Geometric deep learning model generating context-aware protein representations across 156 cell-type contexts from a multi-organ single-cell atlas.
PINNACLE (Protein Interaction Networks with Context-Aware Learning Embeddings) is a geometric deep learning framework developed at the Zitnik Lab, Harvard Medical School, that generates context-aware protein representations at single-cell resolution. Published in Nature Methods in August 2024, it addresses a fundamental limitation of conventional protein representation models: they assign a single embedding to each protein regardless of the cellular context in which that protein is expressed. Because the same protein can participate in very different interaction networks and regulatory programs depending on the cell type and tissue, context-free representations conflate biologically distinct states.

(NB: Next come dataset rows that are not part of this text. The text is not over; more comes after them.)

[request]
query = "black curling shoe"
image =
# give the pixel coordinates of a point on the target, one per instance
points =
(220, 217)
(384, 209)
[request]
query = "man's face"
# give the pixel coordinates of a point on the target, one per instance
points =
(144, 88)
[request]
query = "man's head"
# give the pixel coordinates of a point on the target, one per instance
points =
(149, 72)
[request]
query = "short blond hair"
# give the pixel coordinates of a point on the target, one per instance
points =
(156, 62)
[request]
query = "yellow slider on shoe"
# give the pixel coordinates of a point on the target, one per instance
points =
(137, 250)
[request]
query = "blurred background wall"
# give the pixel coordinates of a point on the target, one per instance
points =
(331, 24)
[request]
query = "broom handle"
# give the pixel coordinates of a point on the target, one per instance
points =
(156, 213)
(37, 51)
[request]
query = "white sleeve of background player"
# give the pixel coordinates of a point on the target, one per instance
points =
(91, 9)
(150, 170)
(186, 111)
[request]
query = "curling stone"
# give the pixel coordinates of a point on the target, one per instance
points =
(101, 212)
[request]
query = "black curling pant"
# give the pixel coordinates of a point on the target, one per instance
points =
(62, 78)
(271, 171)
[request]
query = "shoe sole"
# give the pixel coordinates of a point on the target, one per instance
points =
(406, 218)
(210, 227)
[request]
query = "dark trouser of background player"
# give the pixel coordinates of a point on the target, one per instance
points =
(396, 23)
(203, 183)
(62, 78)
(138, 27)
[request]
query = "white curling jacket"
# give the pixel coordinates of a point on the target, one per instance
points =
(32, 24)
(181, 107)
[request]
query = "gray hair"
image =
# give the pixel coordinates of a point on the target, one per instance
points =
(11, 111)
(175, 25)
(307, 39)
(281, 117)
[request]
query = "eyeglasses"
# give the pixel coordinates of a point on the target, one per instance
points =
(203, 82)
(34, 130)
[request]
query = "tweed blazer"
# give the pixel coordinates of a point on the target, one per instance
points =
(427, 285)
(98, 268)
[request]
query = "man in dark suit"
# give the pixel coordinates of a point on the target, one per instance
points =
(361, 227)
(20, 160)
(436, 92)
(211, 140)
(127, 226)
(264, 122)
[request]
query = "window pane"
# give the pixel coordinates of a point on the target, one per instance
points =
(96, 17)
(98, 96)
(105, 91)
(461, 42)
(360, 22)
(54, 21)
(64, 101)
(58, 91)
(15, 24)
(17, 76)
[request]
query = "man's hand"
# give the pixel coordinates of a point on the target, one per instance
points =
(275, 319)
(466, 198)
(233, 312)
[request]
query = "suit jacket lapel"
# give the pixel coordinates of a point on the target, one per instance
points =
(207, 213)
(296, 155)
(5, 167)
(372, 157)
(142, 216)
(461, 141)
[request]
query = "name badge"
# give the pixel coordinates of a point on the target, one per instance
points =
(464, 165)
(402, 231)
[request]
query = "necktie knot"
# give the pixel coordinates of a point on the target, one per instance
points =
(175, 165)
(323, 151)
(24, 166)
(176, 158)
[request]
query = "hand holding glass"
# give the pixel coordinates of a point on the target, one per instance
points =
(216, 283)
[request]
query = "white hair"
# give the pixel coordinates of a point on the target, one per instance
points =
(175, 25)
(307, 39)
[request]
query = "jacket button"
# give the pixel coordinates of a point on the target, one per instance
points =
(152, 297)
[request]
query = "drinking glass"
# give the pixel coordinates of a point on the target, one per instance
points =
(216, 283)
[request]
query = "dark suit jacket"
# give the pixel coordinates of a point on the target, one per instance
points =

PINNACLE resolves this by integrating three complementary data sources — a global protein interaction network, cell-type-specific protein interaction networks derived from single-cell transcriptomics, and a tissue hierarchy metagraph — to produce a unique embedding for each protein in each cell type where it is active. Trained on a multi-organ single-cell atlas spanning 24 human tissues and organs, PINNACLE generates 394,760 protein representations distributed across 156 cell-type contexts, constituting the largest contextualized protein embedding space of its kind at the time of publication.
The work was led by Michelle M. Li, Yepeng Huang, Marissa Sumathipala, and colleagues including Marinka Zitnik, Alberto Valdeolivas, and collaborators with expertise in rheumatology and gastroenterology at Brigham and Women's Hospital. The model is freely available through GitHub and HuggingFace, and pretrained checkpoints can be fine-tuned for downstream tasks.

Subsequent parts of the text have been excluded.